I read the first half of the article in some bewilderment, not understanding what the issue was since he didn't seem to have churches that are actively hostile to homeschoolers in view. 

Then I got to the part where the author seemed to be against ANY and ALL age segregated activity, not just during the worship service. Being totally against any kind of age segregated Sunday School (even for the smallest children) or without exception against any kind of youth group is an extremist position, in my opinion (although I do not think such activities are indispensable, either). The homeschool families I know are not like this at all. If I'm not misreading him and this is his position, then no wonder he has had trouble.

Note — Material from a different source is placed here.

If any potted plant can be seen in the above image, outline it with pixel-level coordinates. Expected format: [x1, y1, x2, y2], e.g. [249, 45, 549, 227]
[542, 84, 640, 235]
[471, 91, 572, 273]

This position isn't too far from those who usurp the authority of the eldership and have the head of household serve communion to the members of his family. 

Much of the rest of the article was good, encouraging independent minded folks to either join the best church they can or start new churches instead of being defeatist and abandoning church altogether. 

I think some of the reason for suspicion is this: Some people would rather preach homeschooling (or fill in the blank with the name of some other movement or activity) than Christ, making that their whole raison d etre, and viewing even those who prefer Christian schools to be apostate.


----------



## LadyFlynt (Feb 26, 2006)

He was honest on his position...you read him right. But if you read the rest of the article, you will find that he also did not encourage "ursurping authority". That is part of the point...that simply following ones convictions in an area such as age segregation is often viewed in and of itself as an ursurption of authority.

I believe he was honest in that there are assumptions on one side and that there are precautions that should be taken to keep from adding to those assumptions. And yes, that we shouldn't simply give up on the church altogether.


----------